Computational Modelling of Learning and Decision-Making

(former group - now in collaboration with the Ernst-Abbe-Hochschule/University of Applied Sciences Jena)

Computational modelling describes the process of simulating the structure and behavior of a complex system based on a mathematical model. The goal of computational modelling is to describe and understand the system and its interaction with the environment.

In our research, we develop and establish computational models for learning and decision making in humans. The models link human behavior to underlying brain structure and function assessed by functional neuroimaging. Aim of our approach is to provide mechanistic formulations of learning and decision making processes that foster their systematic examination and provide quantitative predictions of behavior and brain function in both healthy and diseased condition.

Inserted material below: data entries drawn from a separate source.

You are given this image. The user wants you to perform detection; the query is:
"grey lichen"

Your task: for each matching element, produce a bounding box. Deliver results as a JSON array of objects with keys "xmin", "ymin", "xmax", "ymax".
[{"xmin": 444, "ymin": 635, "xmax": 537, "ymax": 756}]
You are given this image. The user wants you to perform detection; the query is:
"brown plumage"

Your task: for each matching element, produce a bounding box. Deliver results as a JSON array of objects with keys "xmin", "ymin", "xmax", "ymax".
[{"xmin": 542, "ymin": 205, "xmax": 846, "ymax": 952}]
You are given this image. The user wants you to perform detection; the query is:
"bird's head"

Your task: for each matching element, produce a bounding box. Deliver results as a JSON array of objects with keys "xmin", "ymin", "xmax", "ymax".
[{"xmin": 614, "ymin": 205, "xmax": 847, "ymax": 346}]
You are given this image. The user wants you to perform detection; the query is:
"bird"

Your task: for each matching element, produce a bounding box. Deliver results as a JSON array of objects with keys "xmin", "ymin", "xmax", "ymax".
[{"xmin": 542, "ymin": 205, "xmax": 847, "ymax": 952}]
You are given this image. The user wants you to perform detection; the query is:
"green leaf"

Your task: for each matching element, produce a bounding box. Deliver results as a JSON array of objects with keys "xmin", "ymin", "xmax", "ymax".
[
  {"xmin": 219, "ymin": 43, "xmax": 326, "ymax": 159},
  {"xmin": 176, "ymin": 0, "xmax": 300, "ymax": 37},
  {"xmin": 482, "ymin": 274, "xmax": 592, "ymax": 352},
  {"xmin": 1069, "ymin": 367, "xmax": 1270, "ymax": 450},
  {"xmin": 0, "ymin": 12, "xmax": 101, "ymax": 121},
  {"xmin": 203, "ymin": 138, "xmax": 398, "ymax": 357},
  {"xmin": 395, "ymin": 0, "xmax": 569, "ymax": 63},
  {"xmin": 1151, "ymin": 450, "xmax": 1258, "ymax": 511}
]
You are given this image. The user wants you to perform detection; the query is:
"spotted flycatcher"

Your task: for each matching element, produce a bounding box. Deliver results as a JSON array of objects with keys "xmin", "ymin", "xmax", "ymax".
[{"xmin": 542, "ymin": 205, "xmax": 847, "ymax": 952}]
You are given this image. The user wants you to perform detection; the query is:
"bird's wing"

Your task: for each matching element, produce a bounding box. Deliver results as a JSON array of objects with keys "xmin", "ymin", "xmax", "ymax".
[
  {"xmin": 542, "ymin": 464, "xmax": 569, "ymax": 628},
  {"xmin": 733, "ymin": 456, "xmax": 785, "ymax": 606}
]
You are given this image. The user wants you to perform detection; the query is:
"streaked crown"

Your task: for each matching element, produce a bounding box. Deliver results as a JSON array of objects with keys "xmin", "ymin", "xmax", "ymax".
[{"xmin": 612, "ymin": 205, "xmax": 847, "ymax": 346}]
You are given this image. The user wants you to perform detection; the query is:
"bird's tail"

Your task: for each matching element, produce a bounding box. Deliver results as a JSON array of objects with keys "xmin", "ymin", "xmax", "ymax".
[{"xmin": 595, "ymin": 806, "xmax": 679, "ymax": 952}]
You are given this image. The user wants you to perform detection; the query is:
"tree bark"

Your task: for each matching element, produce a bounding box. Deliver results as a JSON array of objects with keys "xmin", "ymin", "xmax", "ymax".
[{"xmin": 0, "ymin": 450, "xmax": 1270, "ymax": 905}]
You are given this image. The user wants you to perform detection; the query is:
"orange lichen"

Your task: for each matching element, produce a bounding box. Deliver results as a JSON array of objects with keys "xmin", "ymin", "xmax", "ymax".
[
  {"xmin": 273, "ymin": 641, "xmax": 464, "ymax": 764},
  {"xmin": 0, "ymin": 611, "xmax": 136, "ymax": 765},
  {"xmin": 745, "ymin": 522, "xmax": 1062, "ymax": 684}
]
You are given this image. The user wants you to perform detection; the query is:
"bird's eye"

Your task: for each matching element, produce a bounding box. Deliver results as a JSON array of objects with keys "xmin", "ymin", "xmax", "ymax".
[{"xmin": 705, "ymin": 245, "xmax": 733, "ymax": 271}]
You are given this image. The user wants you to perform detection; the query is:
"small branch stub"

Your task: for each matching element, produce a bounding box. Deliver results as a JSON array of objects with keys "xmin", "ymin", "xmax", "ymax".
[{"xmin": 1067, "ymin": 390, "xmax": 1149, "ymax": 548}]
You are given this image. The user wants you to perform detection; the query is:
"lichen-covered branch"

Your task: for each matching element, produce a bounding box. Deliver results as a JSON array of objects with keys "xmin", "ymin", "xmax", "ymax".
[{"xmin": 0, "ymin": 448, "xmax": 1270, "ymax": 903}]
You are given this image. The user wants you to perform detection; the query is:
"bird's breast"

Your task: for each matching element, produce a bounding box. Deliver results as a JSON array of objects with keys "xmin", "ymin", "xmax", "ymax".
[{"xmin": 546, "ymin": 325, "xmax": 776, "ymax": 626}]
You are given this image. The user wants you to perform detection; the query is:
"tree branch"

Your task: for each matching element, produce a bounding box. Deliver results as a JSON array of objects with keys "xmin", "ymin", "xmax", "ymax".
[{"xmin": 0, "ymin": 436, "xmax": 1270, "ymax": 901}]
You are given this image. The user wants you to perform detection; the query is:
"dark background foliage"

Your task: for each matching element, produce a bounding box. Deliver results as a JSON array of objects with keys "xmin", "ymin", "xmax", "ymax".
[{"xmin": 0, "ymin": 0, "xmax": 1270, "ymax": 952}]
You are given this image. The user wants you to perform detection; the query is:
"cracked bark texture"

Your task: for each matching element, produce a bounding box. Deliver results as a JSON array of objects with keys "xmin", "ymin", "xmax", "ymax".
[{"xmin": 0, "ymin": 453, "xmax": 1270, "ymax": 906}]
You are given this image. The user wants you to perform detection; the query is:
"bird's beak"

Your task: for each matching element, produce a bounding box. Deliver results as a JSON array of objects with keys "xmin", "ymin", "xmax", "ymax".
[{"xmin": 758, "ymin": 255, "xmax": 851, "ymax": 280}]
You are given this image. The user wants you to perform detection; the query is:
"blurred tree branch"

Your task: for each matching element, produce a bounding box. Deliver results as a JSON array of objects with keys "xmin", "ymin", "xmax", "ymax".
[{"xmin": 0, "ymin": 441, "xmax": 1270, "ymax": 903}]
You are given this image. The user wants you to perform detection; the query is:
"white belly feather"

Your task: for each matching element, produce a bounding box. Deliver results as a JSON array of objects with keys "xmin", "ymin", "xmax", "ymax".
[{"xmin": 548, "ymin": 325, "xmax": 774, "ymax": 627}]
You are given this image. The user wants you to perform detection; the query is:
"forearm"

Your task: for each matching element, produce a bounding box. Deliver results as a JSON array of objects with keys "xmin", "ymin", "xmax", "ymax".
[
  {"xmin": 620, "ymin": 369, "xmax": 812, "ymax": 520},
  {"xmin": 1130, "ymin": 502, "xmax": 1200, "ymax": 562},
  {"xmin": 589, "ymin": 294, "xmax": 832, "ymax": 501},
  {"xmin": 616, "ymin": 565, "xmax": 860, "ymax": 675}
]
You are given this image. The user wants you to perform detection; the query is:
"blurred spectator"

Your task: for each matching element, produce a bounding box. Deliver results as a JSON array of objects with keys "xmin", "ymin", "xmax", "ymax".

Our models are currently applied, in particular, in the context of obesity research. For this, we worked in collaboration with Annette Horstmann and her group as part of the O’Brain Project and in sub-project A5 of the Collaborative Research Center 1052 ‘Obesity Mechanisms’ (previous funding periods) at Leipzig University. Our group is also part of the Integrated Research and Treatment Center (IFB) Adiposity Diseases at the University of Leipzig Medical Center.

Methods

In our work, several classes of computational models are of relevance.

Cognitive models of behavior are used to decompose complex behavior into mathematically tractable latent variables such as prediction errors or decision boundaries, this way formalizing and testing hypotheses about internal cognitive mechanisms that cannot be accessed directly by experimental manipulation. We relate parameters derived from these models (e.g. prediction errors or response certainties) to underlying neuronal mechanisms through model-based functional neuroimaging. Using model parameters to inform the statistical analysis of neuroimaging data accounts for inter-individual differences in the observed measurements and thus helps to explain behavioral and functional alterations related to particular subject populations or diseases.

Mechanistic modular brain models explain observable behavior on the grounds of the intact or deficient performance and interaction of particular model components, such as specific cortical and sub-cortical brain structures or neurotransmitter systems.

Brain connectivity models describe the global behavior of large-scale functional brain networks. They are used to identify functional brain networks underlying specific cognitive tasks, or individual brain regions that play a key role in particular brain networks.

Our research integrates both mathematical and experimental work. Computational modelling, structural and functional neuroimaging, and functional connectivity analysis are accompanied by behavioral and physiological assessments, quantitative meta-analyses of neuroimaging data, Bayesian and multivariate statistical modelling. The integration of several academic disciplines is expected to deepen and extend our knowledge about learning and decision-making in general as well as about their population- or disease-specific alterations.

Our research was funded by the German Research Foundation (DFG) and the German Federal Ministry of Education and Research (BMBF).